The next thing I recall I was in Harborview Medical Center and looking down at everything that was happening. And it was frightening because I’m not accustomed to seeing things visually, because I never had before. And initially it was pretty scary! And then I finally recognized my wedding ring and my hair…As I approaching this area, there were trees and there were birds and quite a few people, but they were all, like, made out of light, and I could see them, and it was incredible, really beautiful, and I was overwhelmed by that experience because I couldn’t really imagine what light was light.
Vicki’s case does not stand alone. There have been numerous individuals that have had the same experience as Vicki. While cases such as this provide one with a sense of awe, they also put to bed hypotheses like Shermer’s above.
While Shermer has cited many scientific investigations demonstrating that people can experience different aspects of NDEs, his hypotheses lose all plausibility in the face of the above accounts. He tried to account for the vision of the tunnel. Yet, the tunnel vision is usually the first aspect experienced in his example of pilots going through g-force training, whereas the experience of going through a tunnel usually comes after the out-of-body experience in NDEs. Furthermore, while Shermer has given explanations regarding how out-of –body perceptions can be produced through scientific experiments and hallucinogenic drugs, his hypotheses cannot, even in principle, account for NDEs where people have veridical experiences, meet deceased relatives they didn’t even know existed, and where people without the cognitive faculties for visual stimuli nevertheless experience visual perceptions. So, while it might have seemed initially plausible that science might shed some light on NDEs, it seems, rather, that science is in the dark here.
So, while Shermer’s argumentation initially accounted for half of the above aspects of NDEs, we now see that Shermer has nothing to salvage any longer. His hypotheses are weak, and he simply ignores the most cogent lines of evidence regarding the nature of NDEs. Thus, we are free to conclude that we have warrant to dismiss Shermer’s contentions as untenable and illogical.
So, where does the skeptic go from here? Well, there are usually two options that will be favored by them: 1) dismiss the above evidence in favor of NDEs as pure anecdote, or 2) insist that science will one day be able to explain NDEs—this is Shermer’s last refuge: “just because we do not have a 100 percent completely natural explanation for all of the experiences that people have near death does not mean that we will never understand death, or that there is some other mysterious force at work. It certainly does not mean there is life after death.” Yet, both of these options rest on pure dogmatic naturalistic assumptions.
For there is a third option: admit the cogency of NDEs and adjust your worldview accordingly.

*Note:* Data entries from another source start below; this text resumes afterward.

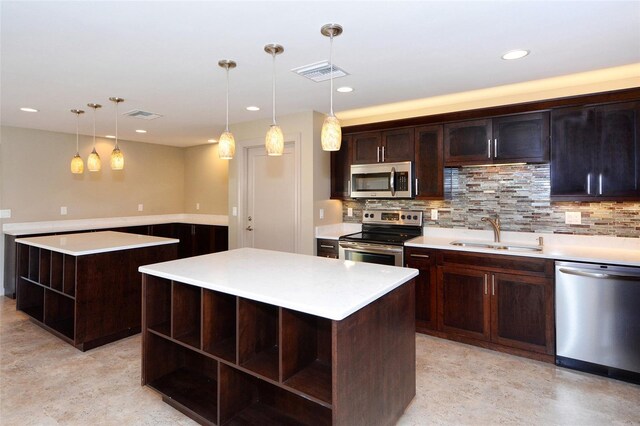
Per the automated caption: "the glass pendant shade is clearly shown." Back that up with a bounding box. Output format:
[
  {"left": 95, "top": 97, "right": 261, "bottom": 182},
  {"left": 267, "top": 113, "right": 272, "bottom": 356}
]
[
  {"left": 87, "top": 147, "right": 102, "bottom": 172},
  {"left": 218, "top": 132, "right": 236, "bottom": 160},
  {"left": 320, "top": 115, "right": 342, "bottom": 151},
  {"left": 111, "top": 147, "right": 124, "bottom": 170},
  {"left": 264, "top": 124, "right": 284, "bottom": 156},
  {"left": 71, "top": 152, "right": 84, "bottom": 175}
]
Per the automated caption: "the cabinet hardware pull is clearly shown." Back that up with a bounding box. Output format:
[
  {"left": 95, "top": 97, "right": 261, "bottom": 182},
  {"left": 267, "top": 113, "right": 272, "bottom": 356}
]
[{"left": 598, "top": 173, "right": 602, "bottom": 195}]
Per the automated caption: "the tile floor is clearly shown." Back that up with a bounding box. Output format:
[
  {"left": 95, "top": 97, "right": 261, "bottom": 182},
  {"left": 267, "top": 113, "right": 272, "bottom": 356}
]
[{"left": 0, "top": 297, "right": 640, "bottom": 426}]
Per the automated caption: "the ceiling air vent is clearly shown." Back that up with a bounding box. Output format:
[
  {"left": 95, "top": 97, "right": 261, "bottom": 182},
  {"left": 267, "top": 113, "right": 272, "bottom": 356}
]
[
  {"left": 291, "top": 61, "right": 349, "bottom": 83},
  {"left": 122, "top": 109, "right": 162, "bottom": 120}
]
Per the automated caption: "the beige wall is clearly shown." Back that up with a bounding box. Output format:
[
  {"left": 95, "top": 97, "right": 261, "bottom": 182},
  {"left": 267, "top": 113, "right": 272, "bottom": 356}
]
[
  {"left": 0, "top": 127, "right": 185, "bottom": 223},
  {"left": 184, "top": 144, "right": 229, "bottom": 215}
]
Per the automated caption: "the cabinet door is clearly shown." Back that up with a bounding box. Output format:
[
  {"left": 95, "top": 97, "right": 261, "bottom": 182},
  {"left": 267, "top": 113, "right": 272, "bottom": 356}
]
[
  {"left": 405, "top": 248, "right": 438, "bottom": 332},
  {"left": 331, "top": 136, "right": 351, "bottom": 200},
  {"left": 594, "top": 102, "right": 640, "bottom": 199},
  {"left": 444, "top": 119, "right": 492, "bottom": 166},
  {"left": 438, "top": 266, "right": 491, "bottom": 340},
  {"left": 414, "top": 126, "right": 444, "bottom": 200},
  {"left": 551, "top": 107, "right": 598, "bottom": 200},
  {"left": 491, "top": 274, "right": 555, "bottom": 355},
  {"left": 351, "top": 132, "right": 382, "bottom": 164},
  {"left": 492, "top": 112, "right": 549, "bottom": 163},
  {"left": 380, "top": 127, "right": 415, "bottom": 163}
]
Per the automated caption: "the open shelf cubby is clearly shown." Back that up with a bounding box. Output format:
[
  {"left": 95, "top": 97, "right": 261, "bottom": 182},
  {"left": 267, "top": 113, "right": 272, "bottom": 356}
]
[
  {"left": 282, "top": 309, "right": 331, "bottom": 404},
  {"left": 143, "top": 333, "right": 218, "bottom": 424},
  {"left": 219, "top": 364, "right": 332, "bottom": 426},
  {"left": 16, "top": 277, "right": 44, "bottom": 322},
  {"left": 144, "top": 275, "right": 171, "bottom": 336},
  {"left": 171, "top": 282, "right": 202, "bottom": 349},
  {"left": 44, "top": 290, "right": 75, "bottom": 340},
  {"left": 202, "top": 289, "right": 237, "bottom": 363},
  {"left": 238, "top": 298, "right": 279, "bottom": 380}
]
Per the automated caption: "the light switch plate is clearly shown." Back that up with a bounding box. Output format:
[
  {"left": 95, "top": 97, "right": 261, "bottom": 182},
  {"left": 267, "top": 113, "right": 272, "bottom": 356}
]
[{"left": 564, "top": 212, "right": 582, "bottom": 225}]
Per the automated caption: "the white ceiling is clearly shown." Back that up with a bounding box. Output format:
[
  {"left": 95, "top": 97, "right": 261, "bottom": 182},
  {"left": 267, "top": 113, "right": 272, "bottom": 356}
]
[{"left": 0, "top": 0, "right": 640, "bottom": 146}]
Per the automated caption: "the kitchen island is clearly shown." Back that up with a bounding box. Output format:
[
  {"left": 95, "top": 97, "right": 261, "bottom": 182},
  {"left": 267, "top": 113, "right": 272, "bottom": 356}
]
[
  {"left": 139, "top": 248, "right": 418, "bottom": 425},
  {"left": 16, "top": 231, "right": 178, "bottom": 351}
]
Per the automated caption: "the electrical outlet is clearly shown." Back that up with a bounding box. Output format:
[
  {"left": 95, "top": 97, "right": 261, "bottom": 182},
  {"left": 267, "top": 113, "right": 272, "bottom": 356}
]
[{"left": 564, "top": 212, "right": 582, "bottom": 225}]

However, this is the last thing the skeptic would ever consider. The skeptic, who prides himself as a catalyst of reason, is no more than an individual with a naturalistic presupposition, who will do anything to salvage said presupposition. When the evidence is overwhelming the naturalist does not change his point of view, but, rather, simply clings to his beloved science and hopes that all will be well in the end (and only the religious engage in wishful thinking?). Naturalists are stuck with a box that all their beliefs must fit in; yet, when beliefs don’t fit, they simply claim that such beliefs are illusory or, rather, that one day they will indeed fit in the box.